A = $\left( \begin{array}{ccc} 0 & b & c \\ -b & 0 & d \\ -c & -d & 0 \end{array} \right)$

B = $\left( \begin{array}{ccc} e & f & g \\ f & e & h \\ g & h & e \end{array} \right)$

A+B = $\left( \begin{array}{ccc} e & b+f & c+g \\ f-b & e & d+h \\ g-c & h-d & e \end{array} \right)$

For elements ax,y = ay,x in A they must both equal 0. ∴ W1 $\cap$ W2 = {0}

So I have one part of the direct sum proof but the W1+W2 = Mnxn(F) part isn't working for me, clearly the diagonal entries can't be all the same.

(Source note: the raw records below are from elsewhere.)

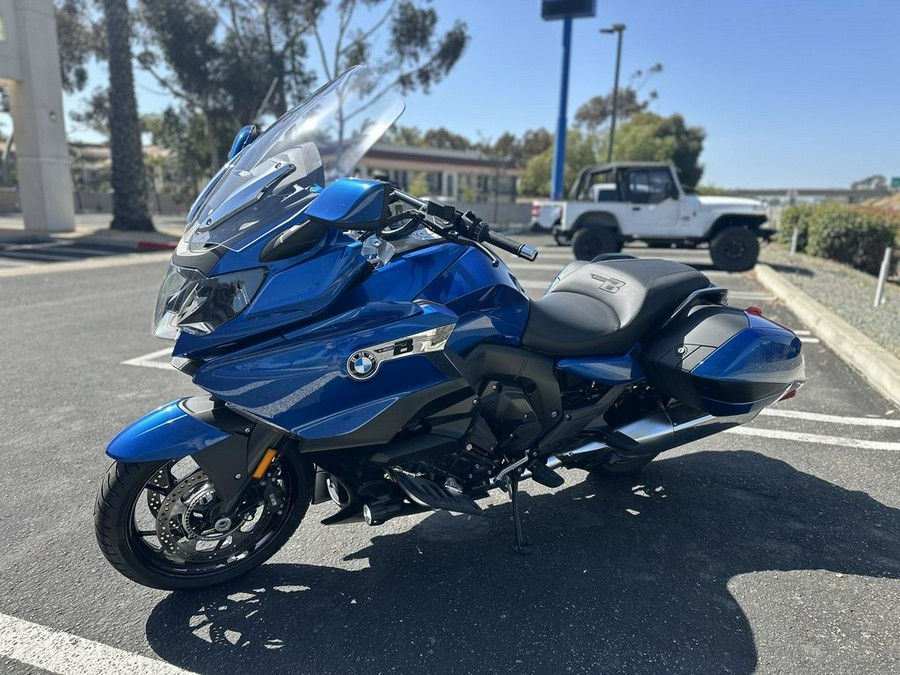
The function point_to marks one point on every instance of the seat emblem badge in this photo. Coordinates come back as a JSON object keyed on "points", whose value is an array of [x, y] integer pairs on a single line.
{"points": [[362, 365], [608, 284]]}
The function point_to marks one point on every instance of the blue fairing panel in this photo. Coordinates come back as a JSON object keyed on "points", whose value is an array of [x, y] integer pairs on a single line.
{"points": [[610, 371], [302, 385], [166, 433], [488, 300]]}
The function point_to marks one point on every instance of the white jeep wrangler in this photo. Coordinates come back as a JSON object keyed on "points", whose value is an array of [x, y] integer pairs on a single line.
{"points": [[611, 204]]}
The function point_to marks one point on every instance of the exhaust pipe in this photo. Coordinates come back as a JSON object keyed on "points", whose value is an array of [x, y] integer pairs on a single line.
{"points": [[659, 431]]}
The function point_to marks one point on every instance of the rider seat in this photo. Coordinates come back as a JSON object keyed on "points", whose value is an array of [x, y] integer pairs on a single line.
{"points": [[604, 308]]}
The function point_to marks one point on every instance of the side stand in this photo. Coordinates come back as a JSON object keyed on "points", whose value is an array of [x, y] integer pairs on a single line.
{"points": [[522, 546]]}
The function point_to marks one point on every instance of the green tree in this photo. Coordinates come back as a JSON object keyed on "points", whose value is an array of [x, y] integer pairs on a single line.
{"points": [[581, 151], [129, 202], [236, 60], [445, 140], [597, 112], [81, 38], [648, 137]]}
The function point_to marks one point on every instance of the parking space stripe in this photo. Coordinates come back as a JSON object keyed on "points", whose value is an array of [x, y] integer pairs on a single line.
{"points": [[67, 654], [849, 443], [832, 419], [148, 360], [89, 264]]}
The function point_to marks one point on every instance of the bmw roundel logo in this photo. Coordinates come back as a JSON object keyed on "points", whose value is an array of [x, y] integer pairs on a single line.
{"points": [[362, 365]]}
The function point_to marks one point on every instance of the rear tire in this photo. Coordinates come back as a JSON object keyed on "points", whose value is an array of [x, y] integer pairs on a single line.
{"points": [[734, 249], [589, 242], [124, 529]]}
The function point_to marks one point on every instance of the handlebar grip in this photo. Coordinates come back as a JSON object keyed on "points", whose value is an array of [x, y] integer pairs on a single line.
{"points": [[512, 246]]}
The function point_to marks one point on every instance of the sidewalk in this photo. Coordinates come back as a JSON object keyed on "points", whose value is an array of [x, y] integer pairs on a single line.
{"points": [[835, 302], [93, 229]]}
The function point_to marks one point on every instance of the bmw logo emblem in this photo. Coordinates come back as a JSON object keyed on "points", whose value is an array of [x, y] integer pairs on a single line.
{"points": [[362, 365]]}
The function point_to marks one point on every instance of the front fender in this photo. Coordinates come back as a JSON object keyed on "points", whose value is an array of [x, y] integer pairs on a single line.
{"points": [[169, 432], [225, 445]]}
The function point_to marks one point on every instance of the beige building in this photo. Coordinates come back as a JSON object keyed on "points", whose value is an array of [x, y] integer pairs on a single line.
{"points": [[29, 68]]}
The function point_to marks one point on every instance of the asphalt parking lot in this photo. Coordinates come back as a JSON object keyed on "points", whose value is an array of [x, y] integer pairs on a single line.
{"points": [[772, 549]]}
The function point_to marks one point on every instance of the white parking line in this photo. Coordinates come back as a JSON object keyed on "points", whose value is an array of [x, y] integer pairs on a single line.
{"points": [[66, 654], [833, 419], [849, 443], [750, 295], [126, 259], [148, 360]]}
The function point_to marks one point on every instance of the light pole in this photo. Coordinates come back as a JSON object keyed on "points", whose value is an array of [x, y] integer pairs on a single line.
{"points": [[615, 28]]}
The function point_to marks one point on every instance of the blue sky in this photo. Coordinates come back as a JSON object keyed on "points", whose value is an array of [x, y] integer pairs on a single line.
{"points": [[792, 93]]}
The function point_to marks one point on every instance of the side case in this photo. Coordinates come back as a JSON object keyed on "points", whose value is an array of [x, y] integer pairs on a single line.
{"points": [[724, 361]]}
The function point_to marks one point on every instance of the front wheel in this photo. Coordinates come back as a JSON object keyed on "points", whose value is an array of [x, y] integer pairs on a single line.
{"points": [[622, 467], [161, 524]]}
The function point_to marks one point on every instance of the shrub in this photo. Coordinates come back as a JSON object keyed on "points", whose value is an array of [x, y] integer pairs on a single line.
{"points": [[854, 235], [798, 216]]}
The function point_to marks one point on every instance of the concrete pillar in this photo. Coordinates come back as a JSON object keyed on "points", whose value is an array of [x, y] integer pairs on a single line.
{"points": [[45, 180]]}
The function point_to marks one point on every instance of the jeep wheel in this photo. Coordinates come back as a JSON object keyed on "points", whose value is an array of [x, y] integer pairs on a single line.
{"points": [[734, 249], [589, 242]]}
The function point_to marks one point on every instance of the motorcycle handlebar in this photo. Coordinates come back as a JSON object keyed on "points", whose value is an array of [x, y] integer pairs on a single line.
{"points": [[479, 230], [511, 245]]}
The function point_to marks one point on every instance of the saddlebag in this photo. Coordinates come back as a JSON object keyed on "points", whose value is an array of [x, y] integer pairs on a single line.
{"points": [[723, 360]]}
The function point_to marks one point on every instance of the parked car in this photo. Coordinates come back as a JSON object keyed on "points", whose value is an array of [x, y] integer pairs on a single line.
{"points": [[611, 204]]}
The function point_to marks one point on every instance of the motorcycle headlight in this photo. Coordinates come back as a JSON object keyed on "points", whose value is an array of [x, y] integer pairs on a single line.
{"points": [[198, 304]]}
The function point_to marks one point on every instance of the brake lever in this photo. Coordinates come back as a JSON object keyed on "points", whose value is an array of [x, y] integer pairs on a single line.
{"points": [[495, 261], [453, 235]]}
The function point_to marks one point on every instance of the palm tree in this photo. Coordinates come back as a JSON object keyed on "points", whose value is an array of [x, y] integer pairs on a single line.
{"points": [[129, 202]]}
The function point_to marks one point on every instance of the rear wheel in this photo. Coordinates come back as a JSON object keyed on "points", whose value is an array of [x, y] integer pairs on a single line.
{"points": [[734, 249], [589, 242], [161, 524]]}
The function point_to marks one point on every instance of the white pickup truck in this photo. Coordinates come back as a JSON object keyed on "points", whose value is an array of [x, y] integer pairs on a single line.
{"points": [[611, 204]]}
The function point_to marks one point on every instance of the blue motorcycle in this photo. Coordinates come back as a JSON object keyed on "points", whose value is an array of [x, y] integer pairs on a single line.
{"points": [[362, 346]]}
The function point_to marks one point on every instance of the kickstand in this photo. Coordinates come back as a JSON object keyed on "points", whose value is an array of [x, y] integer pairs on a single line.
{"points": [[522, 546]]}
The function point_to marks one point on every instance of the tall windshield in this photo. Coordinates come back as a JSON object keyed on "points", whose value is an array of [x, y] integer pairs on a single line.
{"points": [[321, 139]]}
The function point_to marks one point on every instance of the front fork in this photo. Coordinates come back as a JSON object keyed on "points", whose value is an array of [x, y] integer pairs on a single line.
{"points": [[230, 449]]}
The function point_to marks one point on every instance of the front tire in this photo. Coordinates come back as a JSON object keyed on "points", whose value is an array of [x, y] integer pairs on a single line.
{"points": [[589, 242], [734, 249], [170, 551]]}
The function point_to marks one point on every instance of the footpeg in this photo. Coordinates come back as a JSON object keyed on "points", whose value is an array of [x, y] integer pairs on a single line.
{"points": [[428, 493], [543, 474]]}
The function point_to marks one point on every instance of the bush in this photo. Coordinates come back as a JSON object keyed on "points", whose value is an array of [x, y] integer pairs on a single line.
{"points": [[798, 216], [854, 235]]}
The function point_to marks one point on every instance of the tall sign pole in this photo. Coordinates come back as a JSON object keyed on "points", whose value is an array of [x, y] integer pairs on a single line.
{"points": [[559, 151], [616, 28], [565, 10]]}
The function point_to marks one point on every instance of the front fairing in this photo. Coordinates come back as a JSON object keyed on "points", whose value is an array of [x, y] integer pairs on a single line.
{"points": [[262, 192]]}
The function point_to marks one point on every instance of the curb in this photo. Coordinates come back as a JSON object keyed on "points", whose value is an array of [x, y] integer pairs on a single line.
{"points": [[130, 244], [880, 368]]}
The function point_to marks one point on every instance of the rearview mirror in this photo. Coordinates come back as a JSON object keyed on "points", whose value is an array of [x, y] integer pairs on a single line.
{"points": [[242, 139], [352, 204]]}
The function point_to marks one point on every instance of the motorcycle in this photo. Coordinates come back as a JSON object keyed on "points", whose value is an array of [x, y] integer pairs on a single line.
{"points": [[362, 346]]}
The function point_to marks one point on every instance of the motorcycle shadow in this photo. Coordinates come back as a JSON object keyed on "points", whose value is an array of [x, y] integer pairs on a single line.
{"points": [[631, 578]]}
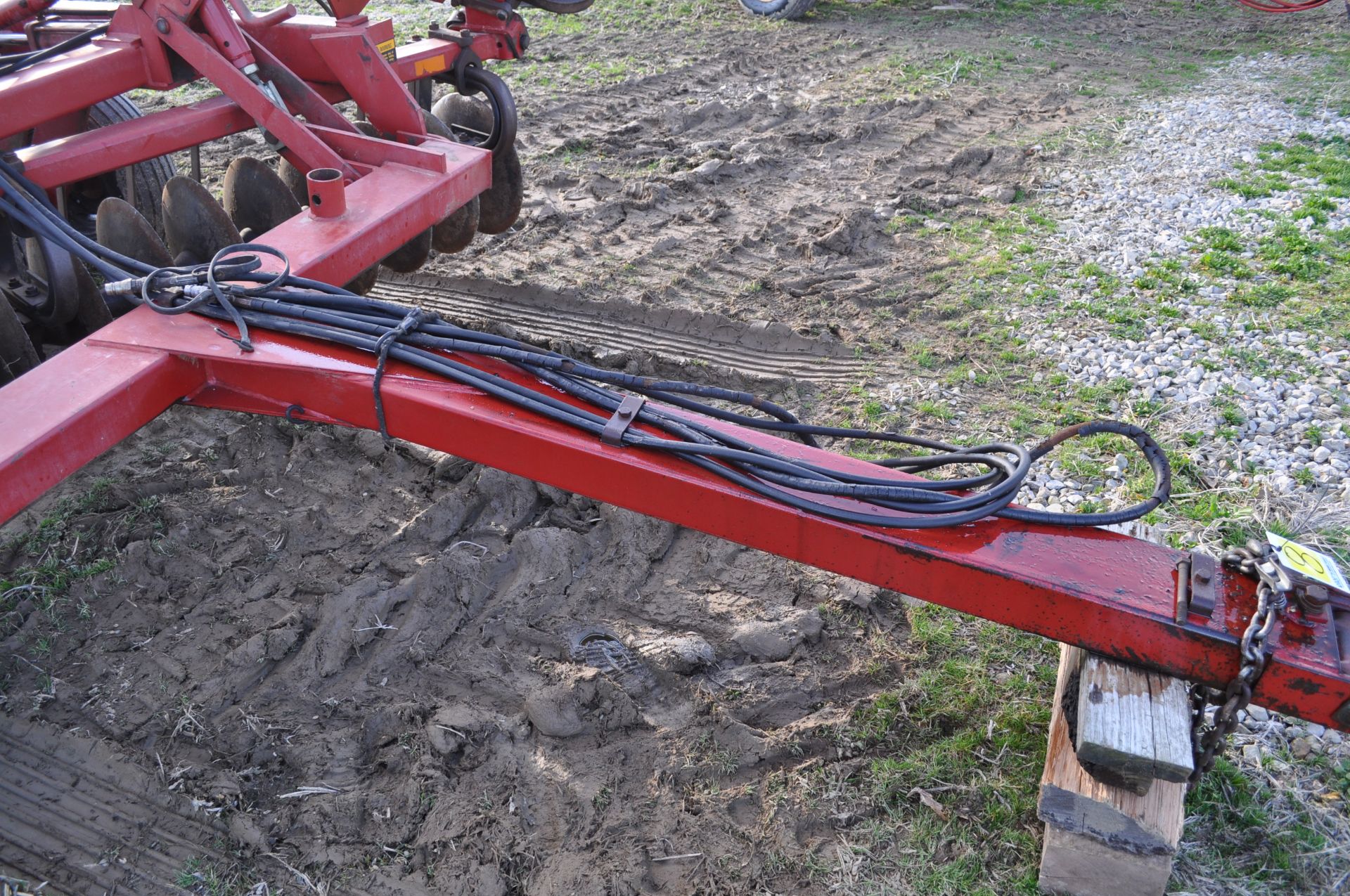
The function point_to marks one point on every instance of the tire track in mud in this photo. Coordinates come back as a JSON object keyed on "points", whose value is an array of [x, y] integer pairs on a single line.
{"points": [[89, 821], [761, 350]]}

I guess the first thing I'm wondering about is how to use the assumption that F isn't characteristic 2. I don't see how that assumption helps me at all.

2. Jul 20, 2012

### Dick

The usual way to split a matrix A into symmetric and skew-symmetric is that (A+A^T)/2 is symmetric and (A-A^T)/2 is skew-symmetric (where ^T means transpose) and their sum is A. You are going to hit a glitch in characteristic 2. Because then 2=1+1 is not invertible.

3. Jul 21, 2012

### Catchfire

Interesting I haven't seen those definitions before.
OK so the characteristic 2 condition is more of an edge case issue than anything?

4. Jul 21, 2012

### Dick

It's not really a definition. It's a trick to define the projections onto the subspaces. And you could think of characteristic 2 as an edge case, I suppose. But the fundamental problem is that, e.g., the nonzero matrix [[1,1],[1,1]] is both symmetric AND skew-symmetric in characteristic 2. In fact, there is no difference between being symmetric and skew-symmetric. Because x=(-x).

Last edited: Jul 21, 2012
5. Jan 13, 2013

### larrypw

thank you so much dick! you enlightened me about my homework due tmr!!!!!